Рената сделала над собой усилие, чтобы произнести несколько слов.

— Пусть Али-баба остаётся в интернате, — сказала она холодно. — Мне он не мешает, для меня он больше не существует!

Али-баба вздрогнул, словно его ударило электрическим током.

Началось голосование. Большинство ребят высказались за то, чтобы Али-баба остался в интернате. Инга Стефани была довольна этим решением. Теперь, после того как она отчасти представляла себе прежнюю жизнь Хорста Эппке, она ни за что не решилась бы исключить его из интерната. «Он исправится, — говорила себе Инга Стефани. — Собственно говоря, он уже немного исправился. Он всё же признал свои ошибки. Для начала это немало…»

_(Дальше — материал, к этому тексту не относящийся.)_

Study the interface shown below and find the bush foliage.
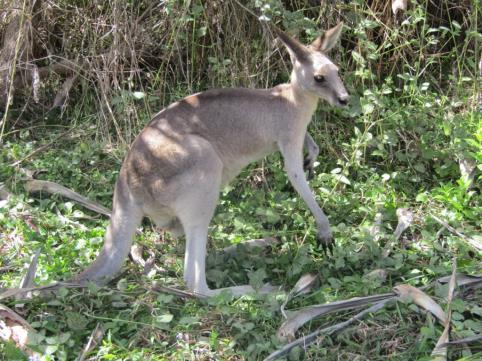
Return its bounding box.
[0,0,482,360]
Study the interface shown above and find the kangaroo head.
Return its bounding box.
[276,23,349,106]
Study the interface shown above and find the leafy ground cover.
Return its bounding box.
[0,1,482,360]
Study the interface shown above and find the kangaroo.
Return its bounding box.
[74,23,349,296]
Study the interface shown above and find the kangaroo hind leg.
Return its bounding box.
[73,172,143,284]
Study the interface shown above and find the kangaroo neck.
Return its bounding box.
[287,76,319,124]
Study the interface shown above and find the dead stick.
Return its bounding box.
[264,297,396,361]
[430,214,482,251]
[25,179,111,217]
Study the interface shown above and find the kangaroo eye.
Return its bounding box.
[314,75,325,83]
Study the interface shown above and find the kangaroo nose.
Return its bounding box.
[338,94,350,106]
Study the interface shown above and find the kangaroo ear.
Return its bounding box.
[274,28,309,62]
[311,22,343,53]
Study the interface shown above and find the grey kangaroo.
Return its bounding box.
[75,23,349,296]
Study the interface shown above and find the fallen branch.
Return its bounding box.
[11,129,71,167]
[76,323,105,361]
[264,296,395,361]
[222,237,279,256]
[277,293,395,341]
[430,258,457,361]
[382,208,413,258]
[25,179,111,217]
[430,214,482,251]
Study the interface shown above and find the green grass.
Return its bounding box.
[0,0,482,361]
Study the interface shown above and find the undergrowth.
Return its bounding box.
[0,0,482,360]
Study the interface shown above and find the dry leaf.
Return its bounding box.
[393,285,447,326]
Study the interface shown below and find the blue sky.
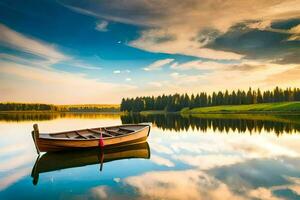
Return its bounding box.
[0,0,300,104]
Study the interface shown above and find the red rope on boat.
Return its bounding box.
[99,132,104,148]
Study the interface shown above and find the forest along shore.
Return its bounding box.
[120,87,300,114]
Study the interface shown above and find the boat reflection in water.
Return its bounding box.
[31,142,150,185]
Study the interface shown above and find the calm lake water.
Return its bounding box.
[0,114,300,200]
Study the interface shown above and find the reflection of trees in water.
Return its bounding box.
[0,112,120,122]
[121,114,300,135]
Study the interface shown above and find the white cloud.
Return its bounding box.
[0,24,69,63]
[63,0,300,60]
[113,69,131,74]
[95,20,108,32]
[150,155,175,167]
[171,60,232,70]
[0,62,136,104]
[124,170,243,200]
[113,70,121,74]
[144,58,174,71]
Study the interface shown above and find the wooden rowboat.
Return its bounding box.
[31,142,150,185]
[32,124,150,154]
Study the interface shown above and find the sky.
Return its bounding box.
[0,0,300,104]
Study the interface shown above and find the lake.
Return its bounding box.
[0,113,300,200]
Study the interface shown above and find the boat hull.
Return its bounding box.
[36,126,150,152]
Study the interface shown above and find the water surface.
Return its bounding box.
[0,113,300,199]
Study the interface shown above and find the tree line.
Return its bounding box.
[120,87,300,112]
[121,114,300,135]
[0,103,120,112]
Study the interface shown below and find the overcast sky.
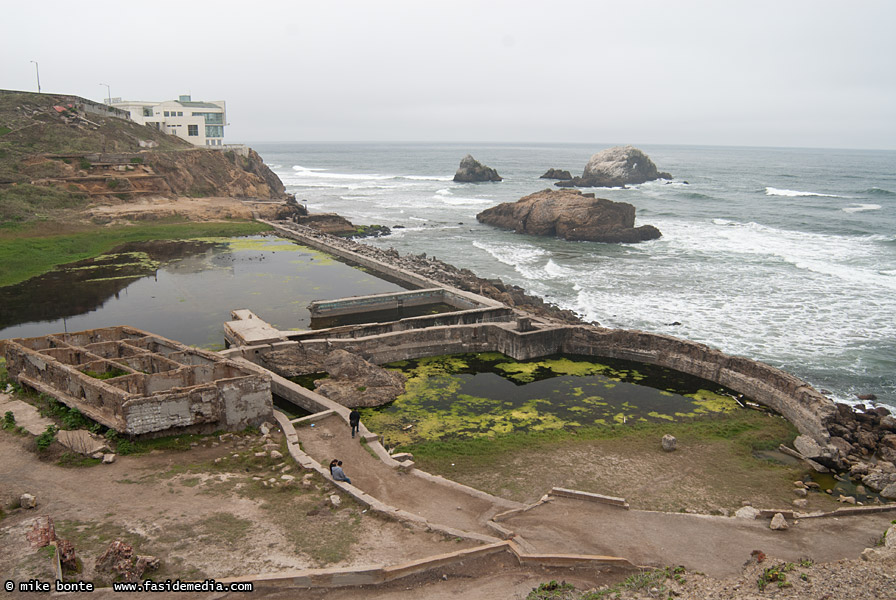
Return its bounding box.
[0,0,896,149]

Признание Али-бабы вдохнуло в неё бодрость. Как часто, когда в интернате что-нибудь не ладилось, она втихомолку спрашивала себя: «К чему всё это? Какой смысл в том, что я порчу себе кровь из-за чужих, дурно воспитанных детей?» Постоянное сомнение, как червь, подтачивало её силы, её веру в себя. Зато теперь, теперь она вдруг почувствовала, как много можно сделать. «Таких подростков, как Хорст Эппке, немало, — думала Инга Стефани. — Скольким юношам и девушкам я могу заменить отчий дом, которого они лишились!»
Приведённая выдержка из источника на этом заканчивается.